Original question
I am trying to design a custom loss function in Keras. The target loss function is similar to the "mean_squared_error" in Kears and it presented below.
y_true and y_pred have the shape of [batch_size, system_size], and system_size is an integer, e.g. system_size = 5. The elements in y_true and y_pred are within in the region of [-1, 1]. Before calculating the loss, I need to change the sign of the y_pred for each sample according to the sign of the maximum absolute value of y_true and the corresponding value in y_pred. For each sample, I need to pick the index of the maximum absolute value first (assume the index is i). If y_pred[:,i] has the same sign as y_true[:,i], then the loss is the normal "mean_squared_error". If the sign of y_pred[:,i] has the different sign as y_true[:,i], all the elements of this sample in y_pred are multiplied by -1.
I tried following function to define the loss. However it does not work.
def normalized_mse(y_true, y_pred):
y_pred = K.l2_normalize(y_pred, axis = -1) # normalize the y_pred
loss_minus = K.square(y_true - y_pred)
loss_plus = K.square(y_true + y_pred)
loss = K.mean(tf.where(tf.greater(
tf.div(y_true[:, K.argmax(K.abs(y_true), axis = -1))],
y_pred[:, K.argmax(K.abs(y_true), axis = -1))]), 0),
loss_minus, loss_plus), axis = -1)
return loss
If I replace the "K.argmax(K.abs(y_true), axis = -1))" with an integer, then the function works well. It seems that this command to pick the index of the maximum absolute value in y_pred is problematic.
Have you ever encountered such problems? Could you please give me some advice and guidance on this problem?
Thank you very much.
Thanks to the guidance from @AnnaKrogager, the problem has been solved. As has been pointed out below, K.argmax returns a tensor instead of an integer.

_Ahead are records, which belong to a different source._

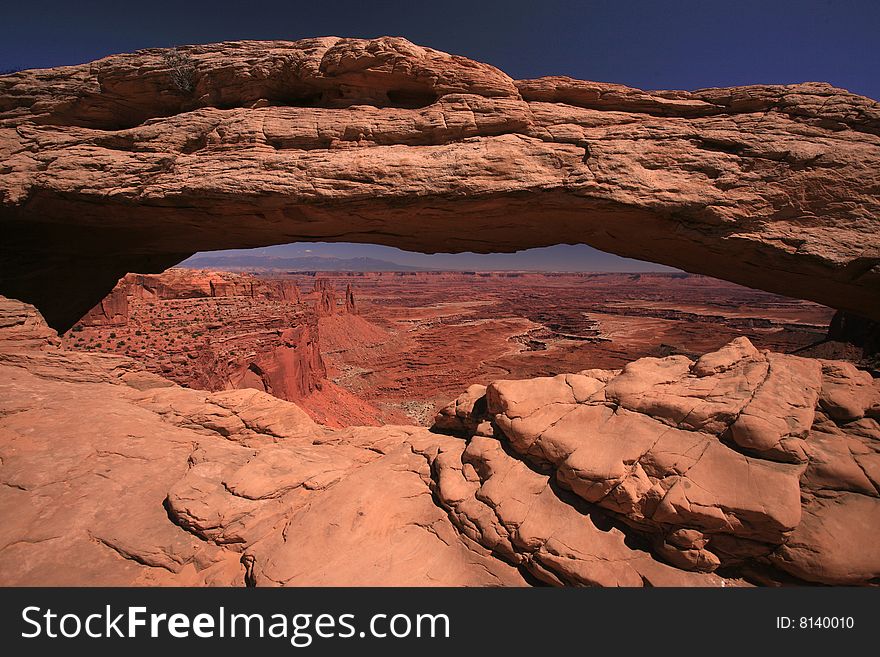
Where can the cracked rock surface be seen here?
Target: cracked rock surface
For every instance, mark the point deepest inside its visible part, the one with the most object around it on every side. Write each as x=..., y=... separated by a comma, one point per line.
x=112, y=475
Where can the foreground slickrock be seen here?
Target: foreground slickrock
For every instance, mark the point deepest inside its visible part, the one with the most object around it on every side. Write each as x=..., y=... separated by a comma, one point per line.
x=113, y=475
x=135, y=161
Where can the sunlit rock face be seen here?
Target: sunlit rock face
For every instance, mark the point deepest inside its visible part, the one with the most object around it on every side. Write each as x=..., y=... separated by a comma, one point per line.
x=135, y=161
x=636, y=477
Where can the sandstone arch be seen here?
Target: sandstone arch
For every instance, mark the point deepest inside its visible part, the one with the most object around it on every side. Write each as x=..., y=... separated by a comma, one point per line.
x=110, y=167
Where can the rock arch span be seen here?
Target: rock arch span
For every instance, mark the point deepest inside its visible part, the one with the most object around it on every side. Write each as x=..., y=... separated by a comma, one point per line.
x=113, y=166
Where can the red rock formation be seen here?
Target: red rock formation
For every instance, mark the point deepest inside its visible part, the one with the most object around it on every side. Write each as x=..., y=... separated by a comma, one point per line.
x=290, y=371
x=742, y=458
x=561, y=477
x=112, y=311
x=326, y=301
x=769, y=186
x=350, y=305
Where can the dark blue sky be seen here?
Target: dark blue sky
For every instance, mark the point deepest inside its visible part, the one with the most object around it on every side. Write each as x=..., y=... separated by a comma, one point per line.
x=685, y=44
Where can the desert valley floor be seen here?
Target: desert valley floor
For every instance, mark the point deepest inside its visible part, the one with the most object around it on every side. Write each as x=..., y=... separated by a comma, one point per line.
x=395, y=347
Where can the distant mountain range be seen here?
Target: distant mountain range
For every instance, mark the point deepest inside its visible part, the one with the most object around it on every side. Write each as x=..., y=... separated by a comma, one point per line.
x=261, y=262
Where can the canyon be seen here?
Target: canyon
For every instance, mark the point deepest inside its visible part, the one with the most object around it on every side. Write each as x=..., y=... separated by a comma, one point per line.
x=395, y=347
x=112, y=167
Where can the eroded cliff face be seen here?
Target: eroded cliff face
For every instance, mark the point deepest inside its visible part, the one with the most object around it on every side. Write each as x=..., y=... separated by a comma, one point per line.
x=115, y=166
x=756, y=465
x=220, y=330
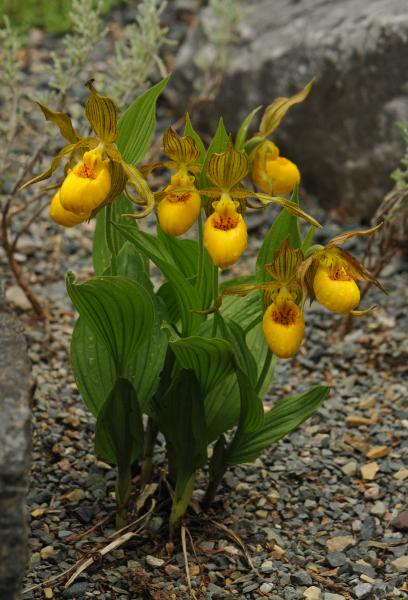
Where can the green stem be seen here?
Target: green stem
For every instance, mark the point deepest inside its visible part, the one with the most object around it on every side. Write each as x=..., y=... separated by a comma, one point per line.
x=149, y=441
x=123, y=488
x=181, y=500
x=212, y=488
x=218, y=466
x=264, y=372
x=109, y=237
x=200, y=264
x=215, y=296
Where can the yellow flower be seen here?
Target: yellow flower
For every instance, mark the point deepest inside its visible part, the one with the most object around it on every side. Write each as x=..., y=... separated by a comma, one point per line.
x=335, y=288
x=87, y=185
x=178, y=212
x=283, y=328
x=64, y=217
x=272, y=173
x=225, y=233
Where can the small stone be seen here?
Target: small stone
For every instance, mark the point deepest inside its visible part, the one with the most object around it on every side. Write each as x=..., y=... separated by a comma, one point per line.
x=154, y=561
x=373, y=491
x=171, y=570
x=367, y=403
x=267, y=566
x=46, y=552
x=16, y=297
x=402, y=474
x=340, y=543
x=368, y=529
x=35, y=559
x=261, y=514
x=401, y=521
x=377, y=452
x=363, y=590
x=400, y=564
x=336, y=559
x=301, y=578
x=278, y=552
x=75, y=496
x=272, y=497
x=378, y=509
x=312, y=593
x=77, y=590
x=350, y=468
x=357, y=421
x=369, y=471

According to @AnnaKrogager's answer, I revised the loss function to
def normalized_mse(y_true, y_pred):
y_pred = K.l2_normalize(y_pred, axis = -1)
y_true = K.l2_normalize(y_true, axis = -1)
loss_minus = K.square(y_pred - y_true)
loss_plus = K.square(y_pred + y_true)
index = K.argmax(K.abs(y_true), axis = -1)
y_true_slice = tf.diag_part(tf.gather(y_true, index, axis = 1))
y_pred_slice = tf.diag_part(tf.gather(y_pred, index, axis = 1))
loss = K.mean(tf.where(tf.greater(tf.div(y_true_slice, y_pred_slice), 0),
loss_minus, loss_plus), axis = -1)
return loss
In order to verify it, I define another function with numpy
def normalized_mse_numpy(y_true, y_pred):
import operator
batch_size = y_true.shape[0]
sample_size = y_true.shape[1]
loss = np.zeros((batch_size))
for i in range(batch_size):
index = np.argmax(abs(y_true[i, :]))
y_pred[i, :] = y_pred[i, :]/linalg.norm(y_pred[i, :])
y_true[i, :] = y_true[i, :]/linalg.norm(y_true[i, :])
sign_flag = y_true[i, index] / y_pred[i, index]
if sign_flag < 0:
for j in range(sample_size):
loss[i] = loss[i] + (y_true[i, j] + y_pred[i, j])**2
for j in range(sample_size):
loss[i] = loss[i] + (y_true[i, j] - y_pred[i, j])**2
loss[i] = loss[i] / SystemSize
return loss
SystemSize = 5
batch_size = 10
sample_size = 5
y_true = 100 * np.random.rand(batch_size, sample_size)
y_pred = 100 * np.random.rand(batch_size, sample_size)
numpy_result = normalized_mse_numpy(y_true, y_pred)
keras_result = K.eval(normalized_mse(K.variable(y_true), K.variable(y_pred)))
numpy_result - keras_result
array([ 4.57889131e-08, 1.27995520e-08, 5.66398740e-09, 1.07868497e-08,
4.41975839e-09, 7.89889471e-09, 6.68819598e-09, 1.05113101e-08,
-9.91241045e-09, -1.20345756e-09])
I also benefit from the answer by Yu-Yang in Implementing custom loss function in keras with different sizes for y_true and y_pred.
Please be noted that tf.gather() does not support 'axis' in some early-version tensorflow, e.g, 1.0.1. It works in 1.11.0. If the tensorflow version is low, you may get the error of "gather() got an unexpected keyword argument 'axis'".